Positions filled this year include a Vice President (who will become President in 2024), two regular seats on the Executive Council, and Graduate Student Representative on the Executive Council.

The Elections Board and Executive Council extends its deep gratitude to everyone who stood for office.

Please scroll down for brief bios of the incoming officers.


Anthony Smith
Vice President

Note: Dr. Smith will serve as vice president in 2023 and accede to the presidency in 2024.

I’m an associate professor in Religious Studies at the University of Dayton. My background is in American studies. I therefore approach the study of Catholicism as part of wider cultural, social, and political formations within history, considering how various Catholicisms often shape and are shaped by the worlds in which they habit. My book The Look of Catholics: Portrayals in Popular Culture from the Great Depression to the Cold War (University Press of Kansas) examined representations of and by Catholics in popular debates over Americanism from the 1930s to the 1950s.

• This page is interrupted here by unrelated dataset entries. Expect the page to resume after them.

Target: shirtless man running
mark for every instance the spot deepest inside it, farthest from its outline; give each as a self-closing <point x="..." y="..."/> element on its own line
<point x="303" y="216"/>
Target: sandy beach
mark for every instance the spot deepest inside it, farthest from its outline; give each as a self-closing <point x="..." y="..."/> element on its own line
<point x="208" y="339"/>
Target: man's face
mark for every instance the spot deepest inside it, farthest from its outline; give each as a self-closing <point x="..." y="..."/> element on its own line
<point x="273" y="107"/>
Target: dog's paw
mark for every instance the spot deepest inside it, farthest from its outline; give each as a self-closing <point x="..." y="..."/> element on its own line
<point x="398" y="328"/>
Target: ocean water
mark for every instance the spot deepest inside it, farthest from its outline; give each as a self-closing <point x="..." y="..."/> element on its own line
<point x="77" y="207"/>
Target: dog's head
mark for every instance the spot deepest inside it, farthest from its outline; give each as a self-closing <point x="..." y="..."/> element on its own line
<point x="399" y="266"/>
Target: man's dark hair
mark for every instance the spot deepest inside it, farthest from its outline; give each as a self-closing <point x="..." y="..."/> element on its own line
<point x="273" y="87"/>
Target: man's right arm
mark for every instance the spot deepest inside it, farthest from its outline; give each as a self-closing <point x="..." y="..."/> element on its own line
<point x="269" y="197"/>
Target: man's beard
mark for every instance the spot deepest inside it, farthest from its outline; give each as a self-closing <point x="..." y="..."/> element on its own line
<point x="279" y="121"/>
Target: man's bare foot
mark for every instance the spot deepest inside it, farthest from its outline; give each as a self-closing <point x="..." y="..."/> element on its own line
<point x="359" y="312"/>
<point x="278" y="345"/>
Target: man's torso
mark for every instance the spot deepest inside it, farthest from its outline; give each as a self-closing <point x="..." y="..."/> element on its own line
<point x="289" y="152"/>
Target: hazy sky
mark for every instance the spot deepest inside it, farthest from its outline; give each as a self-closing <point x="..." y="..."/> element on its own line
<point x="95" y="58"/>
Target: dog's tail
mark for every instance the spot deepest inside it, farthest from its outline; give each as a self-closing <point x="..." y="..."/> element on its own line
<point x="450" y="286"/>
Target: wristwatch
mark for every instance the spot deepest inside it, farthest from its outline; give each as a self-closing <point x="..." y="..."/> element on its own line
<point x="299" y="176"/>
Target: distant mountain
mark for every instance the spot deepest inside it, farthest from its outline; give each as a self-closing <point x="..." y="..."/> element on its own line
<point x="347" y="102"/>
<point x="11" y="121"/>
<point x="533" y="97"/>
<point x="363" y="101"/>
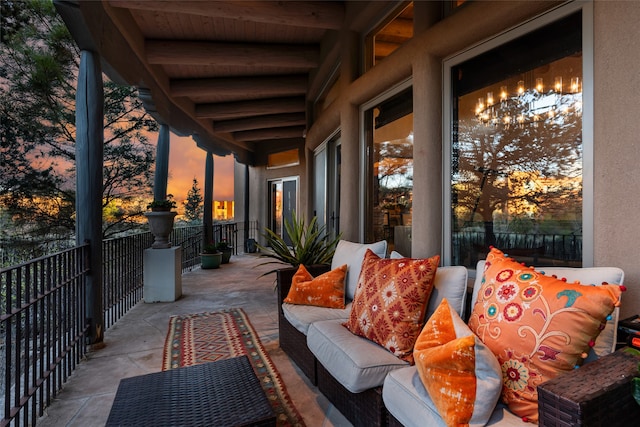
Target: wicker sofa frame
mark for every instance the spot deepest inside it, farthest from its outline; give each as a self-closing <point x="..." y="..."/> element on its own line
<point x="364" y="409"/>
<point x="292" y="341"/>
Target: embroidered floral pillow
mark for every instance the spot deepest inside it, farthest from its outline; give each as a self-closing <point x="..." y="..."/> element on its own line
<point x="537" y="326"/>
<point x="326" y="290"/>
<point x="390" y="301"/>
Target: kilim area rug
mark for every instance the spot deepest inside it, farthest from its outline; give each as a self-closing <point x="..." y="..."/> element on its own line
<point x="207" y="337"/>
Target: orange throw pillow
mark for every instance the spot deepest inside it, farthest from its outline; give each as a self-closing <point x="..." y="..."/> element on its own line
<point x="390" y="301"/>
<point x="461" y="375"/>
<point x="537" y="326"/>
<point x="326" y="290"/>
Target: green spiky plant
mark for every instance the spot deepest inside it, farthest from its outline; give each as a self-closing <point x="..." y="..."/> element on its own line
<point x="310" y="244"/>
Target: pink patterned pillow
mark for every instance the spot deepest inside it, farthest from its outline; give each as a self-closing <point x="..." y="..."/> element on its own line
<point x="390" y="301"/>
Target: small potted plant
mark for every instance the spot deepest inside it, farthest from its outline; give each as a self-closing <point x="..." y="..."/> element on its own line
<point x="161" y="221"/>
<point x="210" y="257"/>
<point x="226" y="250"/>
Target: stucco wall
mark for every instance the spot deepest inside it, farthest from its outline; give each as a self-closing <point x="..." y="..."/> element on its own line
<point x="617" y="143"/>
<point x="616" y="127"/>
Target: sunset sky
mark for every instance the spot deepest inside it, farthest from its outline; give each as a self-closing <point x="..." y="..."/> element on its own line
<point x="187" y="161"/>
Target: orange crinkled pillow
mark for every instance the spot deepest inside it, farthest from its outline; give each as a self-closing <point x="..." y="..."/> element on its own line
<point x="460" y="374"/>
<point x="537" y="326"/>
<point x="390" y="301"/>
<point x="326" y="290"/>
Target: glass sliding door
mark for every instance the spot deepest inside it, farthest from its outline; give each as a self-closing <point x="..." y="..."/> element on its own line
<point x="389" y="190"/>
<point x="326" y="197"/>
<point x="517" y="149"/>
<point x="283" y="201"/>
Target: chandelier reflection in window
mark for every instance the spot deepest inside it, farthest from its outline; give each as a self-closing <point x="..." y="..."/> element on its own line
<point x="530" y="106"/>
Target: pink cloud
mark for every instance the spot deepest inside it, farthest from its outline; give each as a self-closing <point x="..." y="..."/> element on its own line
<point x="187" y="161"/>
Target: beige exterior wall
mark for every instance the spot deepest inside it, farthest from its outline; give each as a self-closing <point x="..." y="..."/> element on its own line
<point x="617" y="143"/>
<point x="616" y="128"/>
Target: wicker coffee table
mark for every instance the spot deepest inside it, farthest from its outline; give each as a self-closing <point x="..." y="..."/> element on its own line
<point x="222" y="393"/>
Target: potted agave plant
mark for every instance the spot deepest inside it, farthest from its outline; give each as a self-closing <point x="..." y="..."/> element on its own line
<point x="210" y="257"/>
<point x="310" y="245"/>
<point x="160" y="219"/>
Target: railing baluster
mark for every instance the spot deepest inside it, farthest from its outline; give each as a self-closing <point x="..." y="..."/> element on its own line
<point x="43" y="321"/>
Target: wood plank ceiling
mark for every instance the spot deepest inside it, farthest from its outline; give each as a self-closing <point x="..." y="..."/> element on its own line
<point x="240" y="70"/>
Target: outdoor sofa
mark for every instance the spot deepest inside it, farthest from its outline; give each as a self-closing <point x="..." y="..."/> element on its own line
<point x="363" y="380"/>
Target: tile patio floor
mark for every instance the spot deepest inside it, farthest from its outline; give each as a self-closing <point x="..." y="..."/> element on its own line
<point x="133" y="346"/>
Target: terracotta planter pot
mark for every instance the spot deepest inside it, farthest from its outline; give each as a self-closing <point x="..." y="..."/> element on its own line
<point x="226" y="255"/>
<point x="208" y="261"/>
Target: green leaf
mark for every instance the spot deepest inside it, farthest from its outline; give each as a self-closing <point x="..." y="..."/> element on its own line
<point x="310" y="244"/>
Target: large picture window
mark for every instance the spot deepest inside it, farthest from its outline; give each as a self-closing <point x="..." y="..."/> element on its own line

I am currently working on a project exploring Italian neorealism in postwar United States. It draws upon film studies, Catholic studies, American cultural history, European intellectual history, and American immigration history to explore the transnational dimensions of American film and culture in the early Cold War era.

In serving the American Catholic Historical Association, I’m eager to sustain the ACHA’s tradition of interdisciplinary study of Catholicism, particularly drawing upon the new energies in the field while simultaneously serving as a community for all scholars of Catholic history. The ACHA is in an especially advantageous position to serve as a forum for historical scholarship of Catholicism at a moment when the importance of the study of history has become ever increasingly clear.


Tuan Hoang
Executive Council

I received my PhD in history from University of Notre Dame in 2013, and I am currently a tenured and associate professor at Pepperdine University. I have taught in the Great Books, history, humanities, and American studies programs. Although I didn’t work specifically on religious history in graduate school, my last five years have seen a focus on the history of Catholicism in South Vietnam and the history of Vietnamese Catholic refugees in the US.

I am also serving as coordinator of the Global Vietnamese Catholicism project, which is under the Initiative for the Study of Asian Catholics based at the National University of Singapore. Having served as a grant reviewer for the ACHA, I am humbled by this year’s nomination [and subsequent election –ed.] to the executive council.


Karen Park
Executive Council

Karen E. Park is Associate Professor of Theology and Religious Studies at St. Norbert College in De Pere, WI where she teaches courses on the History of Catholicism, Religion in America, and material culture and sacred space. She earned her PhD in the History of Christianity from the Divinity School of the University of Chicago.

She has written widely on Marian shrines in the US and her book American Patroness: Marian Shrines and the Making of US Catholicism, co-edited with Dr. Katherine Dugan, is due out next year from Fordham University Press. She is honored to be chosen to serve the ACHA as a member of the Executive Council and looks forward to highlighting and encouraging the important scholarly work being done by historians of Catholicism in the US.


Sofia Maurette
Graduate Student Representative on the Executive Council

I am a Ph.D. candidate in the Spanish and Portuguese Department at the University of Maryland. I hold an MA in Religious Studies from the University of Chicago and a BA in Literature from the Universidad Católica Argentina. My research is mainly concerned with the cultural expressions of post-colonial Latin American Catholicism. In my dissertation, I study Argentinean Catholic magazines of the 1920s, analyzing the aesthetic program and the discussion on gender roles in their pages.

I am honored to represent my fellow graduate students at the ACHA Executive Council, where I will work to create more research and networking opportunities for grad students.